Posted by on May 25, 2014

Some time ago I blogged about the last will and testament of one of my ancestors.  He had stipulated that if the husband of his married daughter Catharine so much as crossed the threshold of the family home, she would lose her inheritance.  I was not particularly interested in following up this daughter, as the real subject of my research is her younger sister Fanny.  However, a week or so back, I had reached the point in my writing when the said Fanny eloped to Gretna Green in the year 1840.  Wanting to put this event into a fuller context, I thought I would find out a little more about Catharine – who, like Fanny, married under age – and about her husband, whose first name I could not quite decipher in the will.  This search has turned out to be a fascinating detour.

For some time I laboured under the misapprehension that Catharine’s husband had been in the army, for he was listed as Maj. O A Durant in a couple of censuses.  However, this turned out to be a misreading.  After various searches I discovered that he was actually ‘May Osmund Alonzo Durant’, son of George Durant, and his birthplace was Tong Castle in Shropshire.  I was surprised that Catharine’s father, who from other evidence I take to be a bit of a snob, was not impressed at this background, which sounded rather grand.  As is the way with family history research, I could not resist probing a little more.

Tong Castle, Salop

Tong Castle, Salop

The first George Durant (1731-1780), grandfather of my chap,  was the second son of a Worcestershire rector.  As a young man he had a scandalous affair with Lady Lytton, wife of the Chancellor of the Exchequer.  Both families were vastly relieved when he was sent as deputy paymaster to the British forces in Guadaloupe during the Seven Years War.  He made a second trip, returning to England in 1764 with an enormous fortune, gained through a mixture of dubious financial transactions and participation in the slave trade.  He then bought Tong, a village near Shrewsbury, then owned by the Duke of Kingston-upon-Hull, and proceeded to tear down its Tudor castle and build a huge gothic splendour, alas no longer standing, which he filled with treasures from the West Indies.  I look forward to visiting his monument on my way to Wales this summer.

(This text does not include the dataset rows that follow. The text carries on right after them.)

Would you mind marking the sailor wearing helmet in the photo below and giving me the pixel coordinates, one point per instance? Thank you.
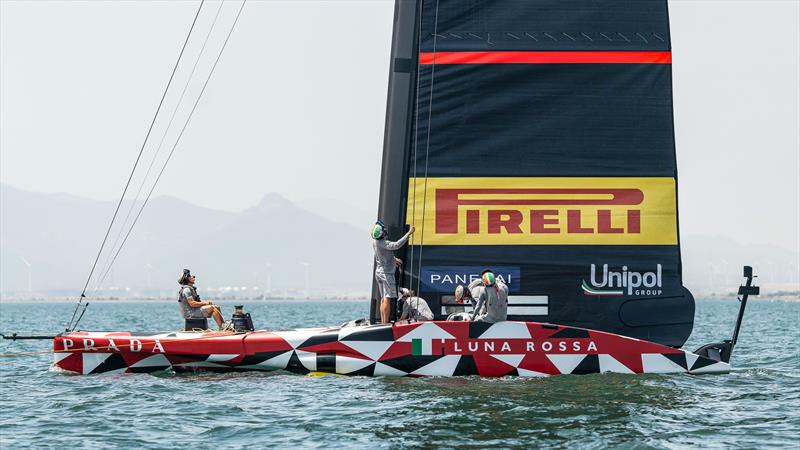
(385, 266)
(414, 309)
(491, 295)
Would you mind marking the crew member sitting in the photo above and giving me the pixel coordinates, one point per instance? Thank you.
(489, 297)
(492, 296)
(414, 309)
(191, 305)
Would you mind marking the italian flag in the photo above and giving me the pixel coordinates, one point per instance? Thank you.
(420, 347)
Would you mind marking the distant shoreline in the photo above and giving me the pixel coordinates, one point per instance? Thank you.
(170, 300)
(779, 298)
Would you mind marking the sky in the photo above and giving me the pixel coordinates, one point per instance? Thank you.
(297, 104)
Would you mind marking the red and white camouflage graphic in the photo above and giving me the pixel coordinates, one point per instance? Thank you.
(527, 349)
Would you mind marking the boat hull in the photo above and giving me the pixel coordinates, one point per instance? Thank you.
(527, 349)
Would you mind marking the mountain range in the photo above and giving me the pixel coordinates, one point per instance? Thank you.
(269, 246)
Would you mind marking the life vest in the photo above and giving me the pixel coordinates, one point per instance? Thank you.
(195, 295)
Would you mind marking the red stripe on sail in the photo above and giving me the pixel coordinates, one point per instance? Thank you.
(426, 58)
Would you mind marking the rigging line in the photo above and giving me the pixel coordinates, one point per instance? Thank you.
(135, 164)
(428, 145)
(160, 144)
(175, 145)
(416, 138)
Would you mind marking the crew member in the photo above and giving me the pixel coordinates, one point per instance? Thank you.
(414, 309)
(191, 305)
(492, 296)
(385, 266)
(463, 295)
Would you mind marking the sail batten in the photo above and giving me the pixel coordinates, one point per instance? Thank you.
(546, 57)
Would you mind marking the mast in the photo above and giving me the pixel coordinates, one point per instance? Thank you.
(396, 141)
(541, 146)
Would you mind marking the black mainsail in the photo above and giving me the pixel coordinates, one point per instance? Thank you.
(535, 137)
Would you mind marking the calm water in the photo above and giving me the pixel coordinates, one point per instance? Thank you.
(756, 406)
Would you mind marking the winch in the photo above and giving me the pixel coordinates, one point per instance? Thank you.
(241, 320)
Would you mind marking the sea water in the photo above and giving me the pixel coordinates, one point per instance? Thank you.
(756, 406)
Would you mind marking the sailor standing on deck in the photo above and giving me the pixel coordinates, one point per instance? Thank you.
(385, 266)
(492, 296)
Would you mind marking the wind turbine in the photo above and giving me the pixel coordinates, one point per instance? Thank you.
(268, 288)
(307, 266)
(30, 269)
(149, 268)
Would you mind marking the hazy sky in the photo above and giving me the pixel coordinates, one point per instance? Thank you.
(297, 104)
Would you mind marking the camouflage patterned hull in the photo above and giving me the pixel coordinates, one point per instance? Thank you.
(415, 349)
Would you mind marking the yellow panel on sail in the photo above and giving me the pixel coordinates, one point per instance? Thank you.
(543, 211)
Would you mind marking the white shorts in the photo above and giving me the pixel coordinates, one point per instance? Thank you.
(386, 284)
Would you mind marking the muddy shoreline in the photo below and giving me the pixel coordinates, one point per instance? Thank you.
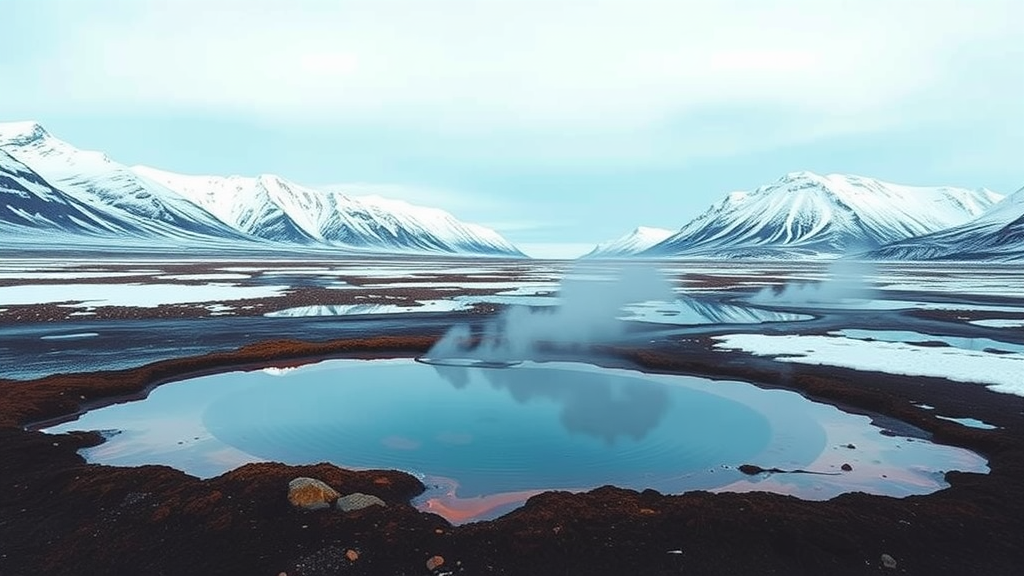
(60, 516)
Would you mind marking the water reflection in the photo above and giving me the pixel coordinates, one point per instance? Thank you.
(484, 440)
(699, 312)
(592, 404)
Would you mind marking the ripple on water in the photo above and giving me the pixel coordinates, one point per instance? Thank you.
(486, 439)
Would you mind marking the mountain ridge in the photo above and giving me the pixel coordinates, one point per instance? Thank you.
(267, 210)
(810, 215)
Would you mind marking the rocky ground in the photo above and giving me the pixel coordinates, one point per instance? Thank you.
(60, 516)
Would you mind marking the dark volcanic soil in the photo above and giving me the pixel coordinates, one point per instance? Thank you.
(60, 516)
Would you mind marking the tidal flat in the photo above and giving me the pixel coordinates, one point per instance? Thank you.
(592, 417)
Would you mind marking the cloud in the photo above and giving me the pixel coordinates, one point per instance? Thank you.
(549, 82)
(460, 66)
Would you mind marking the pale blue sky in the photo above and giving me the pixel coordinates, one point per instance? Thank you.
(558, 123)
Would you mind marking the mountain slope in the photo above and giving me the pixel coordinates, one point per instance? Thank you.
(242, 203)
(270, 207)
(806, 214)
(630, 244)
(163, 208)
(29, 205)
(996, 235)
(95, 180)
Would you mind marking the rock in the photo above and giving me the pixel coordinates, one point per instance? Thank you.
(310, 494)
(434, 563)
(357, 501)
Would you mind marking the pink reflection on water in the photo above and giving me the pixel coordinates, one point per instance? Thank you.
(444, 501)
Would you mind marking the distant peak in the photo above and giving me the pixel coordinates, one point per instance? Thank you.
(650, 231)
(22, 132)
(801, 175)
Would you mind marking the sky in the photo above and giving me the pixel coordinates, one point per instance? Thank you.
(558, 123)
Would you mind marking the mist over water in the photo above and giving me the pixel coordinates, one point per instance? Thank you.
(848, 280)
(587, 314)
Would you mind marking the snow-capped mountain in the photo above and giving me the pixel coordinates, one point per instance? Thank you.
(166, 208)
(245, 204)
(996, 235)
(29, 205)
(270, 207)
(631, 244)
(101, 183)
(807, 214)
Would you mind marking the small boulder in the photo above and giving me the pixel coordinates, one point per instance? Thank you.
(310, 494)
(357, 501)
(434, 563)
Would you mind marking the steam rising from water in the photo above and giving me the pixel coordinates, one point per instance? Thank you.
(586, 315)
(848, 280)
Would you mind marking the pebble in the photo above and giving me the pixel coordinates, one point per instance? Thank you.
(434, 563)
(357, 501)
(310, 494)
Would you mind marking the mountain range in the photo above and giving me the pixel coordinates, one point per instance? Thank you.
(51, 189)
(996, 235)
(53, 194)
(633, 243)
(804, 214)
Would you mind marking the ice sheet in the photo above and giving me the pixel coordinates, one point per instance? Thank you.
(1001, 372)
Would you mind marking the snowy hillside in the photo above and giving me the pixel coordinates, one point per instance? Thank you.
(273, 208)
(104, 186)
(996, 235)
(631, 244)
(100, 196)
(807, 214)
(29, 205)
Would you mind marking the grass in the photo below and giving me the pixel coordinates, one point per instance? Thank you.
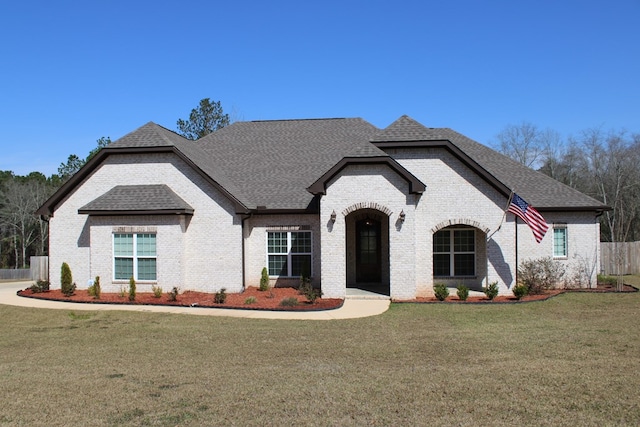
(571, 360)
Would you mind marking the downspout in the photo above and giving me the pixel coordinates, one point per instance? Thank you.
(244, 217)
(46, 219)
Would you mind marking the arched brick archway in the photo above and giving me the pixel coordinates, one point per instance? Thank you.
(367, 244)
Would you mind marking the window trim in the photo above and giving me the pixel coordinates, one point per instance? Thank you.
(452, 253)
(134, 256)
(558, 227)
(289, 254)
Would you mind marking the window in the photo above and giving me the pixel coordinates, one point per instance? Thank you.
(560, 241)
(134, 256)
(454, 252)
(289, 253)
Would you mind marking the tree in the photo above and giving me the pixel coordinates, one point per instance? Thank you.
(102, 142)
(21, 196)
(526, 144)
(67, 170)
(203, 120)
(74, 163)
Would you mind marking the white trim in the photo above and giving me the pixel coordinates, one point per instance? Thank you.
(288, 253)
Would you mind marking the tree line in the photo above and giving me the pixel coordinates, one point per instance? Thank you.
(602, 164)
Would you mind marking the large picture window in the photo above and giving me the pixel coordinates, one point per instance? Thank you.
(454, 252)
(560, 241)
(134, 255)
(289, 253)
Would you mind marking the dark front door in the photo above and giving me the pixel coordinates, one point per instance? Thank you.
(368, 265)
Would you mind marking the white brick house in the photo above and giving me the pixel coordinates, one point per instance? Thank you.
(393, 210)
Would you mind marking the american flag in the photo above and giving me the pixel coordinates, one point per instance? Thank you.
(532, 217)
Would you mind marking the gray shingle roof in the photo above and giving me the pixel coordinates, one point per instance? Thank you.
(272, 163)
(141, 199)
(275, 161)
(536, 188)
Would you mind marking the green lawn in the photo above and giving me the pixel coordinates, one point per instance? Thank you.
(571, 360)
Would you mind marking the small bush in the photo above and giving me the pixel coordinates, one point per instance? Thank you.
(491, 291)
(221, 296)
(264, 280)
(463, 292)
(310, 292)
(289, 302)
(157, 291)
(520, 291)
(132, 289)
(541, 274)
(66, 280)
(97, 287)
(607, 280)
(441, 291)
(40, 286)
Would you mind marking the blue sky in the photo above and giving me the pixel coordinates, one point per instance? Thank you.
(74, 71)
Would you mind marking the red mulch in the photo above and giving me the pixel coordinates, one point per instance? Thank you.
(453, 298)
(267, 300)
(270, 300)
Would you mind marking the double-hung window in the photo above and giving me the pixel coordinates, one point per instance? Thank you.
(134, 255)
(454, 252)
(560, 247)
(289, 253)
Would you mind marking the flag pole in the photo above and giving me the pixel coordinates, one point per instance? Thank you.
(516, 225)
(504, 215)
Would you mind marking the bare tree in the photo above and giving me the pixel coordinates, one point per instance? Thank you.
(21, 197)
(524, 143)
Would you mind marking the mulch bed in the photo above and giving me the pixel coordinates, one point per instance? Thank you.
(270, 300)
(453, 298)
(267, 300)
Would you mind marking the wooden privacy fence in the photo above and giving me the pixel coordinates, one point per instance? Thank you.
(625, 253)
(39, 271)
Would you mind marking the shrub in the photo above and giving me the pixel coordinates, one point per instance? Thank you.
(463, 292)
(289, 302)
(491, 291)
(310, 292)
(66, 280)
(221, 296)
(519, 291)
(607, 280)
(97, 287)
(157, 291)
(132, 289)
(264, 279)
(441, 291)
(94, 289)
(540, 274)
(40, 286)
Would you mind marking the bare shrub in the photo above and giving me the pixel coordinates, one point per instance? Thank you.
(541, 274)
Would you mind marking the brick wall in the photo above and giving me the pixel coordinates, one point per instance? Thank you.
(202, 252)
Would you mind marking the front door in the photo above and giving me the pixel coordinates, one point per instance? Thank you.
(368, 265)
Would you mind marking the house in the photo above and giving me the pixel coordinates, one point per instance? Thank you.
(350, 205)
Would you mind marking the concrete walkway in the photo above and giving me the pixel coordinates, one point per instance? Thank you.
(354, 306)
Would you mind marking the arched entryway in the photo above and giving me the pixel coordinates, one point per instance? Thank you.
(367, 243)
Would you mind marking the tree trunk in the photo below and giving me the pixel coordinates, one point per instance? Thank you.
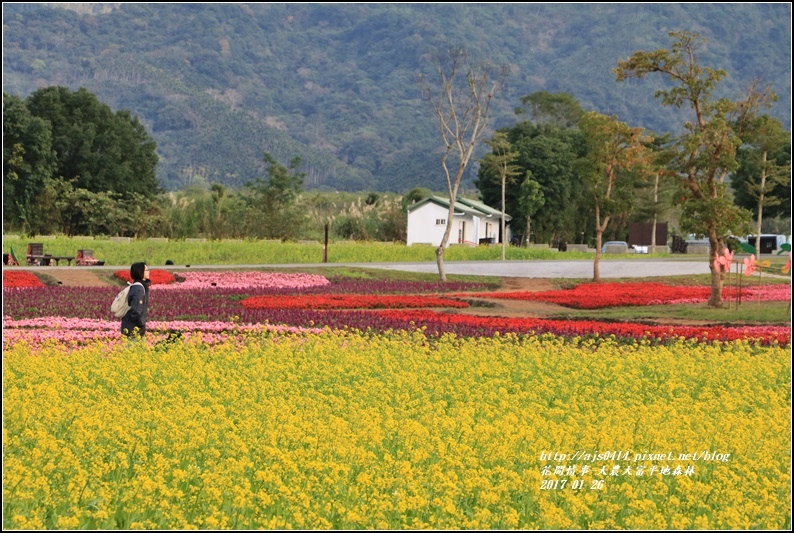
(504, 244)
(655, 202)
(596, 265)
(760, 207)
(442, 275)
(717, 277)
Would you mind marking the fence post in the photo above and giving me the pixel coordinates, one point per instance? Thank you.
(325, 247)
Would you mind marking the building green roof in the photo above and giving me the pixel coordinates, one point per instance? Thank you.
(463, 205)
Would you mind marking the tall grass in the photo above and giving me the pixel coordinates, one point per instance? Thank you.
(252, 252)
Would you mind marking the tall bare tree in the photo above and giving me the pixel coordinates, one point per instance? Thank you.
(706, 153)
(461, 100)
(500, 163)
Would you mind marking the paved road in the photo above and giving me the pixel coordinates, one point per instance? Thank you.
(559, 269)
(611, 268)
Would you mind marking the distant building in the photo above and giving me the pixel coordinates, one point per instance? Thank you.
(473, 222)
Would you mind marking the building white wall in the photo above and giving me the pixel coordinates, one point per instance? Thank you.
(423, 227)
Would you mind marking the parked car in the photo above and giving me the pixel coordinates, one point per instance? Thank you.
(617, 243)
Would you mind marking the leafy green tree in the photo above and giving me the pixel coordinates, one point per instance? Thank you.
(546, 154)
(614, 152)
(273, 212)
(706, 153)
(500, 162)
(28, 160)
(763, 179)
(102, 150)
(654, 197)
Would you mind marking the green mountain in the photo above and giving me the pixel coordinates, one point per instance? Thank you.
(336, 84)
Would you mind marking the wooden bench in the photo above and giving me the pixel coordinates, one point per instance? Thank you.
(36, 256)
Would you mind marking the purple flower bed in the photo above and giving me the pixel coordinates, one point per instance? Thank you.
(208, 304)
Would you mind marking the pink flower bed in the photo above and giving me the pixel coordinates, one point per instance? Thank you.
(246, 280)
(76, 331)
(20, 279)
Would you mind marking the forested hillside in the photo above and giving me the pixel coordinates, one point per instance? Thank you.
(217, 85)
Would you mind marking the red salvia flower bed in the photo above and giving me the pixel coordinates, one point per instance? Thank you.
(348, 301)
(600, 295)
(157, 277)
(17, 279)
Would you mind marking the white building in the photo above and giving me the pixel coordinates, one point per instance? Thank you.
(473, 222)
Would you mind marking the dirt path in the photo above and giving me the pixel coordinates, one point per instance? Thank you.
(75, 278)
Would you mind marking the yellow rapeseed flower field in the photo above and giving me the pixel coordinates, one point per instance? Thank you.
(397, 431)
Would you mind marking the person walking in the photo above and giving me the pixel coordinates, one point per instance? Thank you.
(133, 323)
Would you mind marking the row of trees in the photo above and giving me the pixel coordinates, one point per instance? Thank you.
(568, 163)
(70, 161)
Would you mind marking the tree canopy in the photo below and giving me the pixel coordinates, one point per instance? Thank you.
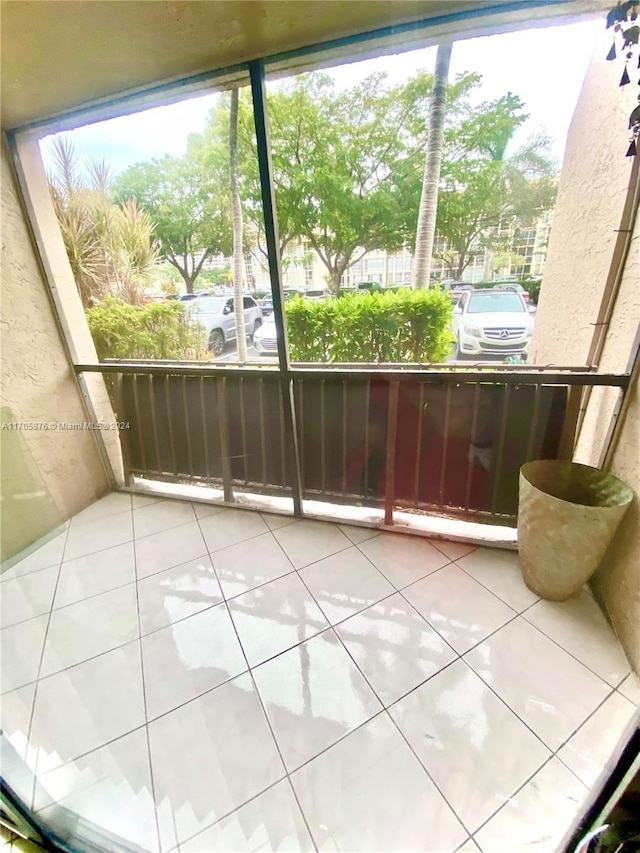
(189, 205)
(348, 167)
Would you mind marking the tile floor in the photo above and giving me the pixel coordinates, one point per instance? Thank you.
(194, 678)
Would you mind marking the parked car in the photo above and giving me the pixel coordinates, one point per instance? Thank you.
(265, 340)
(491, 322)
(516, 287)
(216, 314)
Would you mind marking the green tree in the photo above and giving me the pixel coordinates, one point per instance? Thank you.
(238, 257)
(189, 205)
(111, 248)
(427, 211)
(482, 186)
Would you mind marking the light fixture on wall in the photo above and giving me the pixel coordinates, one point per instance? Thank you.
(624, 20)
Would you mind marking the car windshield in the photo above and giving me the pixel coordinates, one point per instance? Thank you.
(210, 304)
(491, 303)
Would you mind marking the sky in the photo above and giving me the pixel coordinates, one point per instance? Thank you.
(544, 67)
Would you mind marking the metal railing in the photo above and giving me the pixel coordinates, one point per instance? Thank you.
(448, 441)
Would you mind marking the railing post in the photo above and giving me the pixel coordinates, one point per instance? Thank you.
(224, 439)
(392, 429)
(260, 115)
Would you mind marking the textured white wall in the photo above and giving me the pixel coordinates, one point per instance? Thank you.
(38, 385)
(593, 187)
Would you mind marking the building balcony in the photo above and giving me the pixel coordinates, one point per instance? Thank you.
(187, 676)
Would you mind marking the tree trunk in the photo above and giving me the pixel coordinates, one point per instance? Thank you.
(238, 256)
(429, 199)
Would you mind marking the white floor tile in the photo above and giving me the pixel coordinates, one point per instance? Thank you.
(345, 583)
(403, 559)
(394, 647)
(138, 501)
(453, 550)
(313, 695)
(358, 534)
(168, 549)
(595, 745)
(176, 593)
(89, 628)
(500, 572)
(460, 609)
(274, 522)
(111, 504)
(630, 688)
(275, 617)
(270, 822)
(205, 510)
(161, 516)
(84, 707)
(305, 542)
(230, 527)
(537, 817)
(249, 564)
(27, 596)
(95, 573)
(209, 757)
(551, 691)
(369, 793)
(111, 788)
(474, 748)
(580, 627)
(188, 658)
(49, 554)
(92, 536)
(15, 717)
(21, 652)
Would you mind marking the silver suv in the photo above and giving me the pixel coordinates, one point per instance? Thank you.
(491, 322)
(216, 314)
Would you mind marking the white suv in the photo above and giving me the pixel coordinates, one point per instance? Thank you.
(217, 315)
(491, 322)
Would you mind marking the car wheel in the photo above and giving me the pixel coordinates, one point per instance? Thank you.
(216, 342)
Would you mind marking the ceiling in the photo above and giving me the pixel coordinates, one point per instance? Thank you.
(59, 55)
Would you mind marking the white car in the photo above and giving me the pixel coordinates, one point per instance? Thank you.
(491, 322)
(265, 340)
(216, 314)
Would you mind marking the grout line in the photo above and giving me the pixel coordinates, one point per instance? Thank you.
(385, 710)
(499, 597)
(144, 695)
(566, 651)
(331, 627)
(266, 716)
(35, 692)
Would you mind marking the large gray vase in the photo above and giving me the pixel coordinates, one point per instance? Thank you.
(568, 514)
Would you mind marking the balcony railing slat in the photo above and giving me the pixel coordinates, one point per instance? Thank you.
(378, 438)
(392, 428)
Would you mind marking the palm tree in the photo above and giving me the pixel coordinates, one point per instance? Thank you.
(427, 212)
(111, 249)
(237, 230)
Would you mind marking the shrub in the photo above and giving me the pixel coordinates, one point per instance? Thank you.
(162, 330)
(374, 328)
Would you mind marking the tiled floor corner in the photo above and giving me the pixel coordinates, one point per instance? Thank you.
(196, 678)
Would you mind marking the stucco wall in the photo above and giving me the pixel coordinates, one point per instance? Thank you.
(47, 475)
(594, 180)
(591, 197)
(617, 582)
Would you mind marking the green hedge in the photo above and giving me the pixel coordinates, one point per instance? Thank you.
(161, 330)
(408, 326)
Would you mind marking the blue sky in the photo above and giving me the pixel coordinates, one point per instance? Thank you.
(545, 67)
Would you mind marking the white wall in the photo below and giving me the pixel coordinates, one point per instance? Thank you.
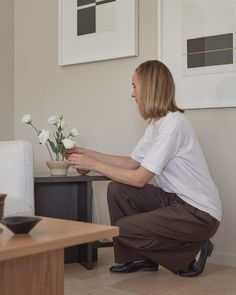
(7, 69)
(95, 97)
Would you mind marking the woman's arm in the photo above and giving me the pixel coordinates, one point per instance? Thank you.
(137, 176)
(119, 161)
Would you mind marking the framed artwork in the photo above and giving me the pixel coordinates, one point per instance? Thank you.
(93, 30)
(196, 40)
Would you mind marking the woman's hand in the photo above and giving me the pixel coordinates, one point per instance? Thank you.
(75, 150)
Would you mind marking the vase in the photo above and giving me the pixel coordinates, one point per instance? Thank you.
(58, 168)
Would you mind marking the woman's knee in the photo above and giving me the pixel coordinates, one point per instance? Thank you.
(113, 190)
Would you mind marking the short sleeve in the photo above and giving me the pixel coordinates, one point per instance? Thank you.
(162, 150)
(142, 147)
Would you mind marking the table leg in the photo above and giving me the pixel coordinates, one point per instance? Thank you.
(40, 274)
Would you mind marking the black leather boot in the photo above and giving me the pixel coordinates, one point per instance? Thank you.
(197, 267)
(145, 265)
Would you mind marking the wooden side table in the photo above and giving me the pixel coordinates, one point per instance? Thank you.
(33, 264)
(68, 197)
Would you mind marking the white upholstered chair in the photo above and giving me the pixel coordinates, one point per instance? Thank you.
(16, 177)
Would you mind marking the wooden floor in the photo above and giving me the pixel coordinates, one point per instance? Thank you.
(216, 280)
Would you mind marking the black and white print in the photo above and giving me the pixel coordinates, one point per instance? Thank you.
(95, 16)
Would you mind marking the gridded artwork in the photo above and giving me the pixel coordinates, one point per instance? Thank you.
(210, 51)
(95, 16)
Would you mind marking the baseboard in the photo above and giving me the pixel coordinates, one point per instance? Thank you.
(223, 259)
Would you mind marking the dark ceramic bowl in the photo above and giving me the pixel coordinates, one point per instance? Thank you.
(20, 224)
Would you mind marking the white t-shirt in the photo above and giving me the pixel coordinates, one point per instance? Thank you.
(170, 149)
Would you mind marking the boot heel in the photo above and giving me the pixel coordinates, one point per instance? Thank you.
(210, 248)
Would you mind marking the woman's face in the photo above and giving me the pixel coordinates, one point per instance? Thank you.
(136, 88)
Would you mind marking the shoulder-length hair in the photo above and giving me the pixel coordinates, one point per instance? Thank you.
(157, 96)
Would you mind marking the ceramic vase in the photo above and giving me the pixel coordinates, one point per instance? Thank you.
(58, 168)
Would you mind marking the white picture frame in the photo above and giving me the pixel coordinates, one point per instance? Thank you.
(119, 40)
(181, 20)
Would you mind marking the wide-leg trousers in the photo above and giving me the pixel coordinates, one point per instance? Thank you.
(157, 225)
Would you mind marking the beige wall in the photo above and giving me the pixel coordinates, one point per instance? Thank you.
(7, 69)
(95, 97)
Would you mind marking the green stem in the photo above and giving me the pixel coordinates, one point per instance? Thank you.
(35, 128)
(49, 152)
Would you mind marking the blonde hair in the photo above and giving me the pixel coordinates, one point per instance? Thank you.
(157, 96)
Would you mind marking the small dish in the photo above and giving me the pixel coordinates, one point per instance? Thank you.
(20, 224)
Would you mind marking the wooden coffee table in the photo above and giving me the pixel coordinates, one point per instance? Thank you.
(34, 263)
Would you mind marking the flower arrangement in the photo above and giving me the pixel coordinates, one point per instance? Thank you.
(60, 142)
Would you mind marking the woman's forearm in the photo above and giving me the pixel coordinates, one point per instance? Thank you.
(136, 177)
(119, 161)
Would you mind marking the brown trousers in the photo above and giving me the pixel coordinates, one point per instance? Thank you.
(157, 225)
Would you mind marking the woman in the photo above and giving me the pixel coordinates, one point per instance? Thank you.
(168, 223)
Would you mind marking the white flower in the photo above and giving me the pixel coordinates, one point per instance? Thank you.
(74, 132)
(43, 136)
(53, 120)
(62, 124)
(68, 143)
(27, 119)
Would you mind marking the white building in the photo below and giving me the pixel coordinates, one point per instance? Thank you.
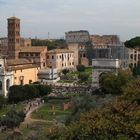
(60, 59)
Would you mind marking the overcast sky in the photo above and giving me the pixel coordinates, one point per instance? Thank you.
(38, 17)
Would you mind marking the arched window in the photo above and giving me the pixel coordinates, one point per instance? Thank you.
(0, 85)
(7, 84)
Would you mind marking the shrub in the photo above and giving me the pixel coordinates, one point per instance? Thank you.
(20, 93)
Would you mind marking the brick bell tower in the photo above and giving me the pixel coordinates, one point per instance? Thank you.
(13, 37)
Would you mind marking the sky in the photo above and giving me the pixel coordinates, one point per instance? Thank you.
(40, 17)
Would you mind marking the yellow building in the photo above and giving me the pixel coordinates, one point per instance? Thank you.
(24, 71)
(60, 59)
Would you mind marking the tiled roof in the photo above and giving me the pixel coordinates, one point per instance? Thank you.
(33, 49)
(14, 18)
(60, 51)
(14, 62)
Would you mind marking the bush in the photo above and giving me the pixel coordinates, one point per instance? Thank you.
(12, 119)
(65, 71)
(2, 101)
(80, 68)
(83, 77)
(19, 93)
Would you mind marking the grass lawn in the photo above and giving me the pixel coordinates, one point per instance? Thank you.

His son George Durant (1776-1844) was notorious for different reasons.  He married a local girl, Mariann Eld, and proceeded to father fourteen children, of whom the youngest was the exotically named ‘May Osmund Alonzo’ born 1816.  But this was not enough, for in 1822 Mariann sued for separation on the grounds of adultery.  He had had three children by one of the nursery maids, and another child by a second nursery maid.  He had also had affairs with a dairy maid and with two different labourers’ wives.

Perhaps it was not so surprising that Catharine’s father disapproved of the connection with the Durant family.  Tune into my next blog for what I have gleaned about May Osmund Alonzo himself.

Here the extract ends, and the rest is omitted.